Clario Tech
- Trade name: Clario Tech
- Type: Private
- Industry: Software
- Founded: 2019, UAE
- Area served: Worldwide
- Products: Clario, Clario Anti Spy, MacKeeper
- Number of employees: ~400 (2026)
- Website: https://clario.tech/

= Clario Tech =

London-based digital privacy and security company

Clario Tech is a privately held cross-platform software company founded in 2019 and headquartered in the United Arab Emirates. The company develops and distributes consumer software products for desktop and mobile platforms, including cybersecurity and utility applications. Its products include Clario app, Clario Anti Spy, and MacKeeper, which are available on macOS, iOS, Android, and web-based platforms.

== Company overview ==
Clario Tech employs over 400 employees across multiple locations worldwide, including software developers, marketing specialists, security researchers and customer support.

In 2019, the company announced plans to invest approximately $30 million during 2020 toward development of cybersecurity products.

== Products ==

=== Clario Security ===
Clario Security was launched in January 2020 at the Consumer Electronics Show in Las Vegas.

The company described its product as an online security service combining cybersecurity tools with round-the-clock human support through a single interface.
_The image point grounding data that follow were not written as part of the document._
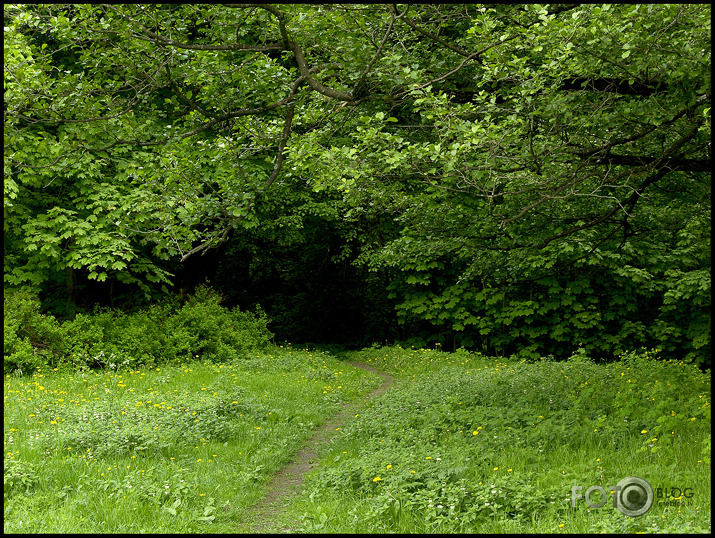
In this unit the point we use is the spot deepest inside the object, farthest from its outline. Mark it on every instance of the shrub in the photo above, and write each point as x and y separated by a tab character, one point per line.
19	476
30	339
163	332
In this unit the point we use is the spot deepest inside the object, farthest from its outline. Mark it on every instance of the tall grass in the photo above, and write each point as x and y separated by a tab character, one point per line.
471	444
180	449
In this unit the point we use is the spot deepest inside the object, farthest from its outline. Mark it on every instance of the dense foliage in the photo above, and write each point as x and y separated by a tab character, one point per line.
506	177
164	333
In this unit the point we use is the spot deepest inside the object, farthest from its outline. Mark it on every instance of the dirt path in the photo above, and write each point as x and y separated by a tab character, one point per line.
287	482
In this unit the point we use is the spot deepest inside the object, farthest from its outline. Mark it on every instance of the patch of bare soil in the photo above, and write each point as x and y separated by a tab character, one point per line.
287	482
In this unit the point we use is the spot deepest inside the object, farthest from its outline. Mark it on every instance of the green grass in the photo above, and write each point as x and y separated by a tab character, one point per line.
170	449
473	444
462	443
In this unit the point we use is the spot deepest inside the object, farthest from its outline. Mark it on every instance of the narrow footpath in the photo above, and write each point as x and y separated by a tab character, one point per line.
287	482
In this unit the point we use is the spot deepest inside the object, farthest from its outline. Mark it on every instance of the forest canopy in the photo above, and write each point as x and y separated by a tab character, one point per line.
513	178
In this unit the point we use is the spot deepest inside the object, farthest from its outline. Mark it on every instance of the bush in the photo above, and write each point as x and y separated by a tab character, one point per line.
164	332
30	339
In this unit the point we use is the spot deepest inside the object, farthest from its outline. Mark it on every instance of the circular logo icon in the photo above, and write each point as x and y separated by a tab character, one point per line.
634	496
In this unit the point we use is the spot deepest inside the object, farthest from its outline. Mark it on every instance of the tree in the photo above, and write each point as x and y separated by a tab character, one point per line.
532	158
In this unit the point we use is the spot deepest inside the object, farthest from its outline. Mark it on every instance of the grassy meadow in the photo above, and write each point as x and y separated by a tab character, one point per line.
482	445
461	443
169	449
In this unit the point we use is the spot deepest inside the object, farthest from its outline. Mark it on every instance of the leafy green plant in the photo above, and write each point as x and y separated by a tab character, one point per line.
19	476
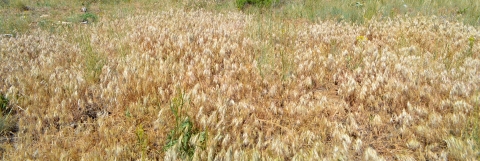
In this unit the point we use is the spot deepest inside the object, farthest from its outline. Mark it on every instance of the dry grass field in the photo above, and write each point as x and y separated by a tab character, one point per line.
194	82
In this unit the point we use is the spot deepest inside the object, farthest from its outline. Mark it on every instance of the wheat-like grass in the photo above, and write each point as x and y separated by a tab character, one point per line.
262	89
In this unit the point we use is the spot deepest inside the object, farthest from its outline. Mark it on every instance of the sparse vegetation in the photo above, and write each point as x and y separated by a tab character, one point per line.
203	80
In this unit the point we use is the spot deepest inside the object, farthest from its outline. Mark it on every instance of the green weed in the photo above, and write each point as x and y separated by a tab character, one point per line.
179	137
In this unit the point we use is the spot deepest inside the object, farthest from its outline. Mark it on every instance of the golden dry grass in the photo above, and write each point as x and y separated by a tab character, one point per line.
262	89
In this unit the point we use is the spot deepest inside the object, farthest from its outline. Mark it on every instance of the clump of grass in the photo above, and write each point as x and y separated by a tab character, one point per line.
7	119
179	137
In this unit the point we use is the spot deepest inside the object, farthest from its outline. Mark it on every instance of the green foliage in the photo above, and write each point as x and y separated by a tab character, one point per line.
7	122
241	4
179	137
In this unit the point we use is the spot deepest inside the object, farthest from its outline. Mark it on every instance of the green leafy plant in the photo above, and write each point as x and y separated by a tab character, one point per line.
183	131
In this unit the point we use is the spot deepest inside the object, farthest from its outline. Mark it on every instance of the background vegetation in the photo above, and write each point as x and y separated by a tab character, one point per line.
239	80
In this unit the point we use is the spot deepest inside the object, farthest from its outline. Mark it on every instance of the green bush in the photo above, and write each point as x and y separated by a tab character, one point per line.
241	4
183	131
7	121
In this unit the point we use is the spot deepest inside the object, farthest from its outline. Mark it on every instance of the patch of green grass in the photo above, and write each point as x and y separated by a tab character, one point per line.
179	137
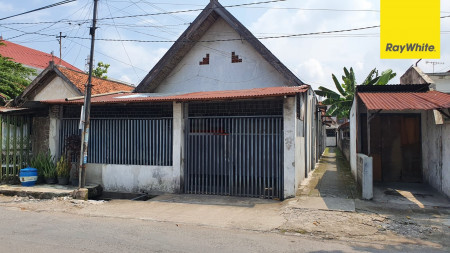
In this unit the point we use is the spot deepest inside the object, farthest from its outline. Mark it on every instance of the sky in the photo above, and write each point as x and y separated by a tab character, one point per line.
311	58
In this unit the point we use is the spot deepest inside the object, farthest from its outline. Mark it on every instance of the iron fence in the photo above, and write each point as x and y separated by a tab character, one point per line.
125	141
238	156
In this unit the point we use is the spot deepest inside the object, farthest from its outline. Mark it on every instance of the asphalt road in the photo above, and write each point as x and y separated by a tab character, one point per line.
28	231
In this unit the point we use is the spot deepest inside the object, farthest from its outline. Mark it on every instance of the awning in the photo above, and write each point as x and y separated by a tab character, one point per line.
400	101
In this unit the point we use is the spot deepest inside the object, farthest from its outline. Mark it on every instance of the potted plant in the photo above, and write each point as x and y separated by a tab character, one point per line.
37	162
49	169
72	150
63	170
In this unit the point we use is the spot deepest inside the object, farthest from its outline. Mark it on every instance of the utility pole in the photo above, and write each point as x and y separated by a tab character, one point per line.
87	106
59	38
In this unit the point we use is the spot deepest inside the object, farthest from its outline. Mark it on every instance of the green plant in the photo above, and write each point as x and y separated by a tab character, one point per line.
63	167
341	103
45	164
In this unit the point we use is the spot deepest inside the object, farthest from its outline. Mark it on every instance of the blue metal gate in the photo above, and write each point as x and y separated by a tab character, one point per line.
235	155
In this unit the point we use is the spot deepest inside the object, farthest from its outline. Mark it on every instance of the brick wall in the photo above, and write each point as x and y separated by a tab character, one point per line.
40	134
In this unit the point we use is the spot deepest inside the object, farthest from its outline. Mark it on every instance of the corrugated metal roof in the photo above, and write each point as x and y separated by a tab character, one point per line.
399	101
195	96
30	57
99	85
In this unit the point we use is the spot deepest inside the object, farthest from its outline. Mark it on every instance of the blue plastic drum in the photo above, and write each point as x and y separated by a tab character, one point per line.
28	176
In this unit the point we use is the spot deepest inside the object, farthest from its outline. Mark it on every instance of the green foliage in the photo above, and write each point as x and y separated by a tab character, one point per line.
341	103
14	77
45	164
63	167
101	70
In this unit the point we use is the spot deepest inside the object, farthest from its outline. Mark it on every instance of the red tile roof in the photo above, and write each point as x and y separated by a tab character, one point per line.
195	96
398	101
99	85
30	57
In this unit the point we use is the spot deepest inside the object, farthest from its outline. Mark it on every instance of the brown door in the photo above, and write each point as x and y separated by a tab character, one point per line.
396	148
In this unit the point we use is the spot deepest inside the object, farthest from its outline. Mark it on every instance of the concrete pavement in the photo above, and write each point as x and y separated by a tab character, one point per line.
330	186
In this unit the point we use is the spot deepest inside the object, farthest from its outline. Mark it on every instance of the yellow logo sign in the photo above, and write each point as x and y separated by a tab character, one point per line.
410	29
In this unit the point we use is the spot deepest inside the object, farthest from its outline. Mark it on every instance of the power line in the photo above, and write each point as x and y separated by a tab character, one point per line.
191	10
38	9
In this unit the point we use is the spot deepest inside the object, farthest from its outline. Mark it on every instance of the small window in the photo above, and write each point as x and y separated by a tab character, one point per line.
331	132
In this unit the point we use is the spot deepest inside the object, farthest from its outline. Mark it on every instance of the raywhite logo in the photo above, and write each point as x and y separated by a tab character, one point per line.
28	179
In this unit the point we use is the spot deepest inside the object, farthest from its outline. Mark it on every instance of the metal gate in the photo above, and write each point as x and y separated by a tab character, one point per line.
238	156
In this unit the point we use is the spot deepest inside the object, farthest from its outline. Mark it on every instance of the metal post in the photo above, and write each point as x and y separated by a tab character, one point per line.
87	106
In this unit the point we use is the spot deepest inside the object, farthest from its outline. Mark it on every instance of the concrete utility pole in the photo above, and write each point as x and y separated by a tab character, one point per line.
87	106
59	38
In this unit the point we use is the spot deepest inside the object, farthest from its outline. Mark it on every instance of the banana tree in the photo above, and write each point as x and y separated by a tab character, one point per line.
340	102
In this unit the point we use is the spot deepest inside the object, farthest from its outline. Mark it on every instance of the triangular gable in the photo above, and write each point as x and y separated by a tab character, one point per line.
42	80
71	84
212	12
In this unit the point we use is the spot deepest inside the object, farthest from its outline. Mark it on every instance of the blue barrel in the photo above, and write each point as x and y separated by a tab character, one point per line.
28	176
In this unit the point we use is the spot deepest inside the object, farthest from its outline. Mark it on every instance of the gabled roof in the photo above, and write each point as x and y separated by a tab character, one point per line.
75	79
213	11
194	96
30	57
402	97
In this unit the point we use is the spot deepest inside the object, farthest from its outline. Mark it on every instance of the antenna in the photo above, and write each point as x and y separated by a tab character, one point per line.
434	63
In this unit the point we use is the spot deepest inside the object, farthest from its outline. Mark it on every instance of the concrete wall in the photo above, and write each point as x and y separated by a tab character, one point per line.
289	132
436	153
414	76
221	74
353	137
134	178
343	143
40	132
364	176
55	89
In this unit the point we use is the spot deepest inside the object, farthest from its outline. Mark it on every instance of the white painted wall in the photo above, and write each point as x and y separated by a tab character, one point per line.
353	136
436	153
134	178
442	83
56	89
221	74
289	121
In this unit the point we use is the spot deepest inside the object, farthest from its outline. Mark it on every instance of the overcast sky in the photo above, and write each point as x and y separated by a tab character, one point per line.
312	58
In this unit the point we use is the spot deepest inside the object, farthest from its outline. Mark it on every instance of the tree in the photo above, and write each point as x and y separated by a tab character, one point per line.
14	77
341	103
101	70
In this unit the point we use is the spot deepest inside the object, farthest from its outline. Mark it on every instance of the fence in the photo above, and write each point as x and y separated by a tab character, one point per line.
137	141
15	146
239	156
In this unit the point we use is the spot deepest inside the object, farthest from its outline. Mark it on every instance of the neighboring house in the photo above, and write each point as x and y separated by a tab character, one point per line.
330	131
405	129
30	57
27	124
218	114
343	139
439	81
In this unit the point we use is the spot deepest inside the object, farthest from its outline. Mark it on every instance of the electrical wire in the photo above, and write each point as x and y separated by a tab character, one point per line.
41	8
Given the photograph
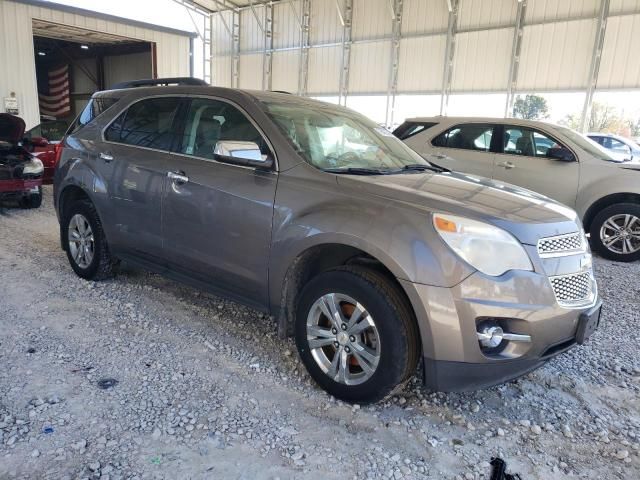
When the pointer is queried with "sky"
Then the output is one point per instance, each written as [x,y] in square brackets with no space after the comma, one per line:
[170,14]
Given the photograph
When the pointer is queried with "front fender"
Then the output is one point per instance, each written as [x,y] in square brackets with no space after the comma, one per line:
[401,238]
[77,170]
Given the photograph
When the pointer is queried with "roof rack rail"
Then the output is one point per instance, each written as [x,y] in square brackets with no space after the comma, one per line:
[160,82]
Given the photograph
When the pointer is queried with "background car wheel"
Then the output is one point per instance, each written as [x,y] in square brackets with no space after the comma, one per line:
[615,232]
[356,334]
[85,243]
[33,200]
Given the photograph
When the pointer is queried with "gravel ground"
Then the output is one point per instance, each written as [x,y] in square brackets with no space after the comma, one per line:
[206,390]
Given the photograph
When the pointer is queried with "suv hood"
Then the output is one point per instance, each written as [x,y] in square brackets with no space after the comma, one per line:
[11,128]
[527,215]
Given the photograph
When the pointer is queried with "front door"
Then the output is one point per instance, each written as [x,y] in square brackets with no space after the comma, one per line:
[136,155]
[523,161]
[216,216]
The application was reviewed by several publications, including the Evening Standard, which described it as the “Uber of cybersecurity".

Clario later introduced a public 24-hour IT support hotline for users experiencing technology-related issues.

In December 2020, the product received AV-TEST certification and was included in the honourable mentions list for privacy-focused tools at Product Hunt's Golden Kitty Awards.

=== MacKeeper ===
MacKeeper is utility software that offers system cleaning, privacy features and an antivirus for macOS. Clario Tech has become the owner of the MacKeeper software since 2019 with aim to accelerate the transformation of MacKeeper.

=== Clario Anti Spy ===
Clario Anti Spy is a mobile application designed to detect and prevent digital stalking, phone spying and unauthorized surveillance. The app helps users identify suspicious activity such as hidden spyware, abnormal device behavior or linked devices on messaging platforms. Clario Anti Spy provides users with privacy tips, scanning tools and guidance to enhance their digital security and regain control over their devices. It is available for download on both iOS and Android platforms.

== Clario cybersecurity research ==
Clario Tech has undertaken numerous pieces of research into cybersecurity trends in 2020 and 2021. These include "Which Company Uses the Most of Your Data?", "The State of Cybercrime in US and UK", "Cybercrime Hotspots" and many more.